Viyana ile ilgili yazarlara bakarsak Stanley Kubrick’in Gözleri Tamamen Kapalı filmine ilham kaynağı olan Arthur Schnitzler’in novella’sı Traumnovelle ilk aklıma gelen kitap. Stefan Zweig Viyana’da doğmuş olan diğer önemli bir yazar. Modern romanın en iyi örneklerinden sayılan Niteliksiz Adam’ın yazarı Robert Musil Viyana’da doğmasa da 1911-1914 arasında Viyana Teknik Üniversitesi’nin kütüphanesinden çalışır. Musil’in psikolojiye de ilgisi vardır: Stuttgart Üniversitesi’nde deneysel psikoloji okur ve insanlarda renk deneyimini araştırdığı bir aparat geliştirir. Yazarın tamamlayamadığı Niteliksiz Adam romanının iki cildi Türkçe olarak da yayınlanmıştı.

stefan-zweig

Stefan Zweig

1875’te Avusturya Macaristan İmparatorluğu sınırları içinde bulunan Prag’da doğan ve Almanca yazan Rainer Maria Rilke, 1915’te Viyana’da Avusturya imparatorluk ordusu için askere çağrılır, ancak bunun dışında hayatını Avrupa’da çeşitli şehirlerde dolaşarak geçirir. Rilke; Nietzsche’yi reddeden, Freud ile psikanaliz çalışmış Lou Andre Salomé’a aşık olur ve iki defa Moskova ve St.Petersburg’a beraber seyahat ederler. Hatta Rilke’nin René olan ilk adını Salomé, daha maskülen olduğu için Rainer ile değiştirmesini sağlar. Aralarındaki ilişki bitse de dostlukları devam eder.

rilke salome

Viyana klasik müziğin başkentidir demek çok yanlış olmaz. Johann Strauss (ikinci) vals müziğinin köylülerin dans müziğinden saray eğlencesine dönüşmesinde önemli rol oynar. Strauss bugün Cafe Dommayer olan eski Casino Dommayer’de orkestrasını kurar ve müzik yapmaya başlar.
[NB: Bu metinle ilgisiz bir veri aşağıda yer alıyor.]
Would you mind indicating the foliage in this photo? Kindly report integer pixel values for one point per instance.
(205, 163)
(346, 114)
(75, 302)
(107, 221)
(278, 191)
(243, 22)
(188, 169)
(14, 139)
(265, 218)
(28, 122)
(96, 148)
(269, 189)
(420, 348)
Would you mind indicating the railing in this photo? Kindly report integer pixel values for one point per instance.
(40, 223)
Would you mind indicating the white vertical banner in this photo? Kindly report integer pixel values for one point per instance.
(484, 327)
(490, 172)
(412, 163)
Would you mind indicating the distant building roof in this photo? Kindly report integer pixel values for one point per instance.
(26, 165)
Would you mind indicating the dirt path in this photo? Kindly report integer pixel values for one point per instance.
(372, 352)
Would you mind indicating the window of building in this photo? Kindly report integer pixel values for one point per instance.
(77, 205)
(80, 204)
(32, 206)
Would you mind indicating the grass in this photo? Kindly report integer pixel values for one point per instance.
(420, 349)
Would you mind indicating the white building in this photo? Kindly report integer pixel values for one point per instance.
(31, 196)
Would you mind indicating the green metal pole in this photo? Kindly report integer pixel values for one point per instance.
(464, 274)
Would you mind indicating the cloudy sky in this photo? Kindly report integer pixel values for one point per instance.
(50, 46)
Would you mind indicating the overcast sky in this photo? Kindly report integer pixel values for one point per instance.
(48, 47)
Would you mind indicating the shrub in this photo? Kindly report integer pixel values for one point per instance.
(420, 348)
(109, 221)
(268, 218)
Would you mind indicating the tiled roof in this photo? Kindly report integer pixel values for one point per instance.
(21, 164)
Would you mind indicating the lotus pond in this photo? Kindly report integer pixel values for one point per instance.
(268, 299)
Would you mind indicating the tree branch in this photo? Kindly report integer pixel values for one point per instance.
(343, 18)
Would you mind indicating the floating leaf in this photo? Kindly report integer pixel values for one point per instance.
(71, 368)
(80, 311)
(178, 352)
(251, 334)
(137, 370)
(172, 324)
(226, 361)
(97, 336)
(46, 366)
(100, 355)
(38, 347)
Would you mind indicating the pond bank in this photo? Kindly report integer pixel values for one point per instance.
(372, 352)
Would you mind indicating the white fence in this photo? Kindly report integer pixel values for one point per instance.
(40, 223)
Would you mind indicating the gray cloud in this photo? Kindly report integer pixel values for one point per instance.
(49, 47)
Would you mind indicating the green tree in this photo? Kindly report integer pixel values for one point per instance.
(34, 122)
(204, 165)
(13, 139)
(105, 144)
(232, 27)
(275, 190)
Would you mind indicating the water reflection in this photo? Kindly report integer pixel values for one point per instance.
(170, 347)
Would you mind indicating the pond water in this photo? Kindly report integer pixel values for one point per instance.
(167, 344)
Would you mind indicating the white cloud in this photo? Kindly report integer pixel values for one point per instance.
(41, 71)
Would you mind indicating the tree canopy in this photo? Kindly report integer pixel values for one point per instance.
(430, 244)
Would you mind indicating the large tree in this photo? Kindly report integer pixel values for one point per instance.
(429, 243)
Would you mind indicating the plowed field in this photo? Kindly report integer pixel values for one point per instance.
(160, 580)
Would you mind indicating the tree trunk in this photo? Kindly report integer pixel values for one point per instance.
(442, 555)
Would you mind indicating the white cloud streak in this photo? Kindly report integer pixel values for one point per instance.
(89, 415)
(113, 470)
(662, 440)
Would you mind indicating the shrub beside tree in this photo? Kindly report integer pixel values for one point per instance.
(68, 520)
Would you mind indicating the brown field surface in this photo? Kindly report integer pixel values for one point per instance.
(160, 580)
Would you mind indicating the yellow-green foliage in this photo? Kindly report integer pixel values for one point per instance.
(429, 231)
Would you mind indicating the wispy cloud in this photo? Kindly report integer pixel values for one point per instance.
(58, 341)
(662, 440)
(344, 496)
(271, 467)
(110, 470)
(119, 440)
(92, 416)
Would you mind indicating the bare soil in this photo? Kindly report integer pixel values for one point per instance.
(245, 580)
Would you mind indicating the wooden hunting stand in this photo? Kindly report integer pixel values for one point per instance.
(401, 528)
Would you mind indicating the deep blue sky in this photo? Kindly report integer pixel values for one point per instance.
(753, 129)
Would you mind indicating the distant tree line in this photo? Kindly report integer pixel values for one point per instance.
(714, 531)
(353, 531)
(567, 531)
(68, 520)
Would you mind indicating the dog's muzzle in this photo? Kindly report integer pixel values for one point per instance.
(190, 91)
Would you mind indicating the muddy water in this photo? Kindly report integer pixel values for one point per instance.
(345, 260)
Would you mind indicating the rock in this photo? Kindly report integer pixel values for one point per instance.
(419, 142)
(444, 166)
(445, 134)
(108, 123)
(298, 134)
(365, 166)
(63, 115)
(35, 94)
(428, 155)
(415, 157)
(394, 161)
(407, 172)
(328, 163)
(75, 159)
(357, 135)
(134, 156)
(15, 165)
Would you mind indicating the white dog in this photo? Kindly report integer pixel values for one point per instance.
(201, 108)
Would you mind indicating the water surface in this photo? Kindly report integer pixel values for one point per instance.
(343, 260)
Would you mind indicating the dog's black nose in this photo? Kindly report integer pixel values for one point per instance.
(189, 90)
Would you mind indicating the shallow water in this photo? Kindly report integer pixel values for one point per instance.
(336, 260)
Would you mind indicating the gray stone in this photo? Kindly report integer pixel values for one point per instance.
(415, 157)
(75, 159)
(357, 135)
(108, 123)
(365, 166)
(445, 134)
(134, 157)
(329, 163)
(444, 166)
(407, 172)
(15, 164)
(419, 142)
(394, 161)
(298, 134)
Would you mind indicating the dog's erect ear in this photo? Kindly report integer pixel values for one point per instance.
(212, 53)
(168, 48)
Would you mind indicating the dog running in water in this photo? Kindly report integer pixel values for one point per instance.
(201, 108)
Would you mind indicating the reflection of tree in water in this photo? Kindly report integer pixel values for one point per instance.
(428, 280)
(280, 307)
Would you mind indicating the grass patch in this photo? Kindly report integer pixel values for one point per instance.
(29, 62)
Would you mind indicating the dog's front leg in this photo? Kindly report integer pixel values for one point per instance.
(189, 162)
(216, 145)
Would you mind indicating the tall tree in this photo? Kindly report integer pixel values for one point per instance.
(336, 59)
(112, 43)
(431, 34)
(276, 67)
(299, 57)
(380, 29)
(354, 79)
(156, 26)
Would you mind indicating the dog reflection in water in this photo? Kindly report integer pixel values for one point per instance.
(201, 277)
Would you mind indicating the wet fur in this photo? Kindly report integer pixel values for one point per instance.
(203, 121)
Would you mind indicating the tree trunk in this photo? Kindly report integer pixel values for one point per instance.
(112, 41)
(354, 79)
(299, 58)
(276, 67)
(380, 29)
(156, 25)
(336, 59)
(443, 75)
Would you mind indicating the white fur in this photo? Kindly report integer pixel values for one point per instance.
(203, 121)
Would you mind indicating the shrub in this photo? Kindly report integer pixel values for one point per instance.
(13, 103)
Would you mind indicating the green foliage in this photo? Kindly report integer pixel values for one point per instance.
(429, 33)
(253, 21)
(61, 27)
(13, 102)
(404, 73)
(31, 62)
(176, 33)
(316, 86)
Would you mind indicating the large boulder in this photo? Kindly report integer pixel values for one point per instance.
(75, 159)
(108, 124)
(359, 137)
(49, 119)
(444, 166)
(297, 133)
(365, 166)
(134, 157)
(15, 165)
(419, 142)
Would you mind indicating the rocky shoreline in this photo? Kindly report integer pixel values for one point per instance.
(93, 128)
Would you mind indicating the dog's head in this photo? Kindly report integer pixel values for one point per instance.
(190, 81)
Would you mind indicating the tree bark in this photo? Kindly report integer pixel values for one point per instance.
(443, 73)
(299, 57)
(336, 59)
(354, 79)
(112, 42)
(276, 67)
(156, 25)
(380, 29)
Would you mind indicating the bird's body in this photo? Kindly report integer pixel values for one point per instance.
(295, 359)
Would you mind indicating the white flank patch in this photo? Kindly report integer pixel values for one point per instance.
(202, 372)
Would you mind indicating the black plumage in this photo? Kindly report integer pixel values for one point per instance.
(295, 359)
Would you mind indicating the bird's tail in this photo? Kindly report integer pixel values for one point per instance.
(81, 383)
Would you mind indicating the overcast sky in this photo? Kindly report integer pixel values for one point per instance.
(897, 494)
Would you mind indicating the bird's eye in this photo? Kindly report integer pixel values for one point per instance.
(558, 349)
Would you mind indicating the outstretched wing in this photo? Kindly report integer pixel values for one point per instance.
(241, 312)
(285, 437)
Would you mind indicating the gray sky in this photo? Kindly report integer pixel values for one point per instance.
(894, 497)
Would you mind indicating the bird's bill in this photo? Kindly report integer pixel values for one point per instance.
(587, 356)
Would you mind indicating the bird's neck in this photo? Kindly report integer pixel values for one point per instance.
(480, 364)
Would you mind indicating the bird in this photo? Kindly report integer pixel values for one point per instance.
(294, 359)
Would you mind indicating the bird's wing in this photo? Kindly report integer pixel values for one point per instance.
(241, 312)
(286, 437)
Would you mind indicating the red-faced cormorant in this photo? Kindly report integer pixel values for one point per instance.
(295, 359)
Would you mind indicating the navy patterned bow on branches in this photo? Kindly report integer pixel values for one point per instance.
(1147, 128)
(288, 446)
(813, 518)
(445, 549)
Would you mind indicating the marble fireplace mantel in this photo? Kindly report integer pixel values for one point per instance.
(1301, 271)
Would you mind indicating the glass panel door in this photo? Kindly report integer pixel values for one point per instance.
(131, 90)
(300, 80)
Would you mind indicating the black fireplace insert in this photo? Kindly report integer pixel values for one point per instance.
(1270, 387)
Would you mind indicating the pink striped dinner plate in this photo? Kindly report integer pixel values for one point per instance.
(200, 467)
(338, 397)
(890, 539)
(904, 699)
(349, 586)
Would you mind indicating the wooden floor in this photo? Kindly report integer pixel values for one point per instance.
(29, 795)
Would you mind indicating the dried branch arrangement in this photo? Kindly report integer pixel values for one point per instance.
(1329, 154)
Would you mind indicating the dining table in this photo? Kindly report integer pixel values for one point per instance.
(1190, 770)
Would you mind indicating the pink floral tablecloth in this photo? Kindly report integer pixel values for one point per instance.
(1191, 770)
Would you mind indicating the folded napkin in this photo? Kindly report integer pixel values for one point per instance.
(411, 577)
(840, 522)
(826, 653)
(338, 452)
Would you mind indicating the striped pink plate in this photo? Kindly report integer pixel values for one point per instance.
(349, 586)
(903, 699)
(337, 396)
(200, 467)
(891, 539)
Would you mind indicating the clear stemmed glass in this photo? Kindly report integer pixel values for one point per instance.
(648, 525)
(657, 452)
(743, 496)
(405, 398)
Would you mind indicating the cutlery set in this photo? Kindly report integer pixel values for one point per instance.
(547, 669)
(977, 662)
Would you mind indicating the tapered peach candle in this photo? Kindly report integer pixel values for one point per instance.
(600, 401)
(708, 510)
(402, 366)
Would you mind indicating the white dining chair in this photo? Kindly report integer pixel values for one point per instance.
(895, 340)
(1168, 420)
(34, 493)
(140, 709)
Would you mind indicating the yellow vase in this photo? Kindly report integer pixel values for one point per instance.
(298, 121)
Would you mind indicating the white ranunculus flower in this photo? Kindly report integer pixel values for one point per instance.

Sinemada ise Münih doğumlu yönetmen Michael Haneke’nin Viyana’da çektiği Tesadüfi bir Kronoloji’nin 71 Parçası (1994) ve Benny’nin Videosu (1992) filmleri izlenmeye değer filmlerden. Bir de 1949’da İngiliz yönetmen Carol Reed’in Viyana’da çekilen, yine İngiliz yazar Graham Greene’in The Third Man romanından uyarlanan filmi piyasaya çıkmıştı. Filmde Orson Welles rol almıştı.